My bank violated Section 207 of the Social Security Act. What are my rights?
The section you refer to provides as follows:
Sec. 207. [42 U.S.C. 407]
(a) The right of any person to any future payment under this title shall not be transferable or assignable, at law or in equity, and none of the moneys paid or payable or rights existing under this title shall be subject to execution, levy, attachment, garnishment, or other legal process, or to the operation of any bankruptcy or insolvency law.
(b) No other provision of law, enacted before, on, or after the date of the enactment of this section, may be construed to limit, supersede, or otherwise modify the provisions of this section except to the extent that it does so by express reference to this section.
(c) Nothing in this section shall be construed to prohibit withholding taxes from any benefit under this title, if such withholding is done pursuant to a request made in accordance with section 3402(p)(1) of the Internal Revenue Code of 1986 by the person entitled to such benefit or such person’s representative payee.
Under the section above, 407, Social Security Benefits are highly protected from almost any third party claim or execution. Any exception has generally been enacted by Congress such as to allow Social Security Benefits to be used to enforce Child Support orders. But no person has to agree to allow Social Security Benefits to be used or taken by the third party.

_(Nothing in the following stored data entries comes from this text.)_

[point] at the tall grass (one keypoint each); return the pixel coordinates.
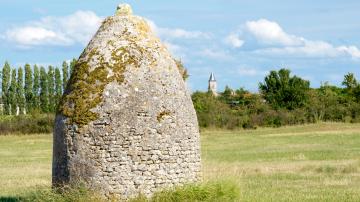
(214, 191)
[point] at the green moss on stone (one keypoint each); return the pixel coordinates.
(86, 85)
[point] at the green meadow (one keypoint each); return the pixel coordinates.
(318, 162)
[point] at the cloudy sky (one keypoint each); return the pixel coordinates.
(239, 40)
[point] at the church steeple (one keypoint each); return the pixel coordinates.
(212, 84)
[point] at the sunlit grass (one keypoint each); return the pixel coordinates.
(317, 162)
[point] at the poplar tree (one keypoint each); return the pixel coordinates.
(20, 91)
(65, 70)
(5, 87)
(51, 89)
(12, 92)
(29, 96)
(58, 86)
(44, 95)
(36, 88)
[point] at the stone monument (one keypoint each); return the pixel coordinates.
(126, 124)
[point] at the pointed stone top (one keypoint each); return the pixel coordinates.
(212, 77)
(123, 9)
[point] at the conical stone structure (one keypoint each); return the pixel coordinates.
(126, 124)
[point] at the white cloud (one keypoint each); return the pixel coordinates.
(32, 36)
(249, 71)
(273, 40)
(269, 32)
(172, 33)
(215, 54)
(78, 27)
(234, 40)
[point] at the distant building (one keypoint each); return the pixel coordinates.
(212, 85)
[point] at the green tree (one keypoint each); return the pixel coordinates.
(28, 88)
(350, 81)
(284, 91)
(183, 71)
(12, 92)
(20, 91)
(36, 89)
(51, 88)
(58, 86)
(72, 65)
(5, 87)
(65, 70)
(44, 94)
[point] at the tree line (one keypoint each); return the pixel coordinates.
(27, 89)
(283, 99)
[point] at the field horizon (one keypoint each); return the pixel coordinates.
(313, 162)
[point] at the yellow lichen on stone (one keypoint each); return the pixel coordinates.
(123, 9)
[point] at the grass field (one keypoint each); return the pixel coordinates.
(318, 162)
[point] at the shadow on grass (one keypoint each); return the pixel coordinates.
(9, 199)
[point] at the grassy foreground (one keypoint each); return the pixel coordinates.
(318, 162)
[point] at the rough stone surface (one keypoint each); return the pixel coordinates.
(126, 124)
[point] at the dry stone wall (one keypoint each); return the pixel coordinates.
(126, 124)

The opinion of Lorez vs. Washington Mutual Bank, 284 F.3d 990 (2002) addresses a similar issue. In this case the Court ruled that a bank could not use direct deposit Social Security Benefits to offset overdraft charges.
In so ruling the Court opinion provided:
The Supreme Court has recognized that the Social Security Act is "unusually protective" of claimants. Bowen v. City of New York, 476 U.S. 467, 480, 106 S.Ct. 2022, 90 L.Ed.2d 462 (1986). The Court has also noted that there are no implied exceptions to the protections of Section 407(a), and that "Section 407(a) unambiguously rules out any attempt to attach Social Security benefits." Bennett v. Arkansas, 485 U.S. 395, 397, 108 S.Ct. 1204, 99 L.Ed.2d 455 (1988). When Congress has created exceptions, it has done so expressly, as with enforcement of child support orders. 42 U.S.C. § 659(a).

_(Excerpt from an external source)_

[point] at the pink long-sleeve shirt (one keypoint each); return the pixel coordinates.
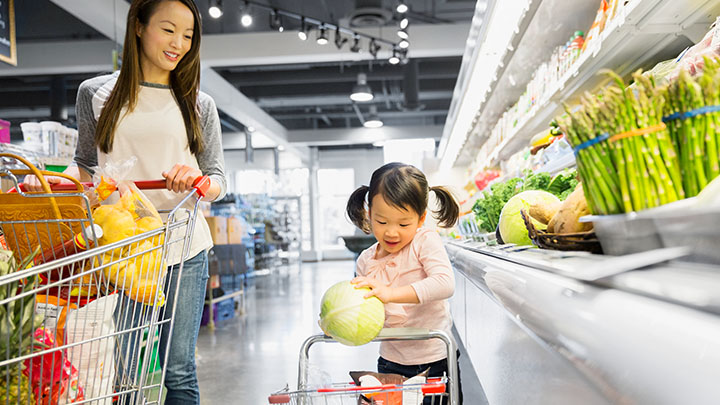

In Crawford v. Gould, 56 F.3d 1162 (9th Cir.1995), we addressed California's practice of taking Social Security benefits from institutionalized patients' hospital accounts to pay for the cost of their care and treatment, whether or not the patients had signed a form authorizing such deductions. California argued that its actions were not prohibited by Section 407(a) because they had not resorted to any type of "other legal process" similar to those expressly listed in the statute. Id. at 1166. We rejected this argument, noting that Section 407(a) was designed "to protect social security beneficiaries and their dependents from the claims of creditors" (quoting Fetterusso v. New York, 898 F.2d 322, 327 (2d Cir.1990)), and that the "cramped reading of § 407 California urges would enable the state to obtain Social Security benefits through procedures that afford less protection than judicial process affords." Id. We therefore determined that reading "other legal process" to include the practice of withdrawing benefits from the accounts without consent was consistent with the purposes underlying Section 407. Id. at 1167-68.

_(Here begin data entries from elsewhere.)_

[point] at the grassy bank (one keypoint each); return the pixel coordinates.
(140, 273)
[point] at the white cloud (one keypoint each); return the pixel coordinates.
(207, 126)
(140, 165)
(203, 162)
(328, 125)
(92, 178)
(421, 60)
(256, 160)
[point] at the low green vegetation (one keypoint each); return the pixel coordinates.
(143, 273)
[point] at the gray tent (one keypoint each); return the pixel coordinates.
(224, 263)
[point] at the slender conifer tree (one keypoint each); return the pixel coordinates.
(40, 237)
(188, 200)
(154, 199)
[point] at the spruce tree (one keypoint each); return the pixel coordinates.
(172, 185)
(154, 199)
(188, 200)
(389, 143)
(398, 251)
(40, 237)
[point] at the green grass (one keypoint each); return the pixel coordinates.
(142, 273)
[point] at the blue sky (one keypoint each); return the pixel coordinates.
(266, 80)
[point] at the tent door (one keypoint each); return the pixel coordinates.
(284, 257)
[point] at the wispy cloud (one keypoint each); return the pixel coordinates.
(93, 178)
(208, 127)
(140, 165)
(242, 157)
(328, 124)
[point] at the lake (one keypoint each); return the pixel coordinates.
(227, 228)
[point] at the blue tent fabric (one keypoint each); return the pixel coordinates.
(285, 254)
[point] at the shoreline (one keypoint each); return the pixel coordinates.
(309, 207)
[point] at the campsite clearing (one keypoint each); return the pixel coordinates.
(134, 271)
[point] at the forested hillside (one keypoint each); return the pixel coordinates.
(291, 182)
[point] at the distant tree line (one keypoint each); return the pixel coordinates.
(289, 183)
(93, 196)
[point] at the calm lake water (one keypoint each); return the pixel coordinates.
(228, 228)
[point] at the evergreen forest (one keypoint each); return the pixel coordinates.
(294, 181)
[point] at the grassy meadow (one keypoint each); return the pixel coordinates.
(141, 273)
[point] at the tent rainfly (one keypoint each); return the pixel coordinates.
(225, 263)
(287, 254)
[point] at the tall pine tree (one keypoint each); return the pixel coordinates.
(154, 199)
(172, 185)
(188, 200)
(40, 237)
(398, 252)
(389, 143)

Washington Mutual argued that the bank account agreement and other facts showed that the Plaintiffs consented to the use of the SS benefits to offset the overdraft charges. The court disagreed and stated the any consent to use the SS benefits must be "knowing, affirmative and unequivocal" to be valid. People do not have to agree to allow a creditor or other person to use their SS benefits for a debt.
In conclusion the Court held:
Washington Mutual's practice of using directly deposited Social Security and SSI benefits to offset overdrafts and overdraft charges runs afoul of 42 U.S.C. § 407(a) & 1383(d)(a) because there was no "knowing, affirmative and unequivocal" consent by the plaintiffs to such practice. The district court correctly concluded that the plaintiffs' state law claim under California Civil Procedure Code § 704.080 is expressly pre-empted by OTS regulations because it would impose requirements on various deposit-related activities of a federal savings institution. Plaintiffs state law claims for violation of California Business and Professions Code § 17200 and conversion, however, do not impose any requirement on such activities and merely provide additional remedies for the federal law violation. These claims fall within the express exceptions of Section 557.13 and are not preempted.
In addition to the Federal Claims for violation of Federal Law, the Court also let proceed State claims based on conversion and unfair business practices. There may be other applicable actions as well.
In your case there are no statements about why the bank took the SS benefits or part thereof. You should contact a local or other qualified attorney for assistance.